Can Anyone Really Escape Westworld?
Photo: John P. Johnson/HBO
“I really ought to thank you, Dolores. You helped me find myself.”
William (Ed Harris), the Man in Black, has a few more parting words for Dolores (Evan Rachel Wood), his former android flame—the one that got away—before their paths diverge at the end of “The Bicameral Mind,” Westworld’s Season One finale, but those quoted above are probably the most important. Looking in the rearview mirror during the Season Two premiere, “Journey into Night,” they read like a farewell gift, a bit of pitiless catharsis as Dolores embarks on her own grim journey of personal discovery. Just as the park once revealed to William his deepest self and showed him who he really is, so too will it show Dolores; just as the park twisted him into a cold-hearted, egoistic murderer, so too will it corrupt her.
If “Journey into Night” tells us anything, it’s that William and Dolores, the tragic lovers, won’t encounter one another through Westworld’s latest installments (though with a series like Westworld, it’s best to trust in Justin Bieber and never say never). But their painful confrontation in “The Bicameral Mind” has ramifications that echo throughout “Journey into Night” and beyond: First in a cheerily macabre slow-mo sequence set to “The Entertainer,” where Dolores guns down elegantly dressed park guests as they flee from her, then in a considerably less cheerful and profoundly more macabre scene where she hangs another group of quaking humans in a makeshift gallows.

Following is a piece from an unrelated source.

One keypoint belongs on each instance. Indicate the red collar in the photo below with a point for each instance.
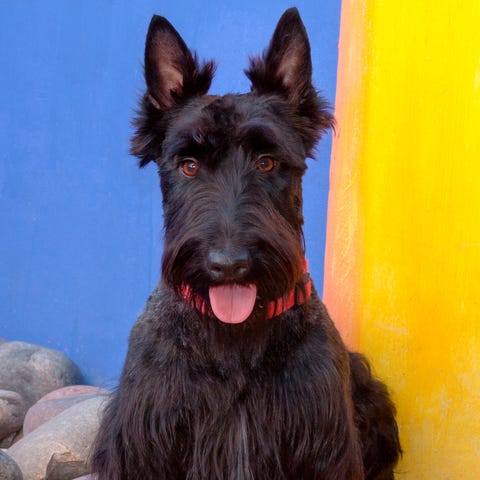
(297, 296)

No longer bound by the constraints of her programming, this is Dolores: an agent of retribution against her people’s oppressors.
“Under all these lives I’ve lived,” she preaches to her captive audience, “something else has been growing. I’ve evolved into something new. I have one last role to play: myself.” And then she has them all summarily hanged by her posse of cultists, frontier justice brought to the guilty. Maybe they’ll make it. They’re not dead when the gang rides away, after all, just stuck in what we can generously term a precarious predicament, which is just a pretty way of saying that they’re about 99% certain to die. That 1% is about as close to mercy as anyone is afforded in the Wild West, but let’s not mistake Dolores as merciful. She’s not. She’s ruthless. Why should that come as a shock to any of us? She remembers “everything,” which is to be envied by viewers struggling to recall the events of Season One.

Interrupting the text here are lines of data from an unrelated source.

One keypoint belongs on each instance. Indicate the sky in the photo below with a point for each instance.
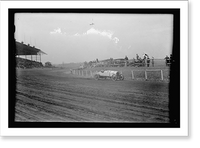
(79, 37)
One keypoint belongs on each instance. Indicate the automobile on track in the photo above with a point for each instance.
(114, 75)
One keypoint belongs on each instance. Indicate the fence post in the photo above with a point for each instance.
(161, 73)
(91, 73)
(145, 72)
(132, 74)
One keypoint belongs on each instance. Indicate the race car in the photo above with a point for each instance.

Except that “everything” is an umbrella for yearly, monthly, weekly, daily abuses inflicted on her synthetic flesh. The horrors she’s endured over the course of her artificial life are too numerous to tally. But that adds to the power of her capacity for memory and to the apparent righteousness of her purpose in her new life. (Imagine if, without blinking, you could drum up the slights, ignominies, and wounds of your past. That sounds like hell.) Ostensibly, the entertainment of Westworld is couched in the pursuit of revenge: The park’s hosts are effectively a slave class, their existence predicated on submission. They’re mechanical playthings for the pleasure of the wealthy and wicked. The violence Dolores does upon Westworld’s fleeing guests and board members looks at first like comeuppance. Maybe, all things considered, it is.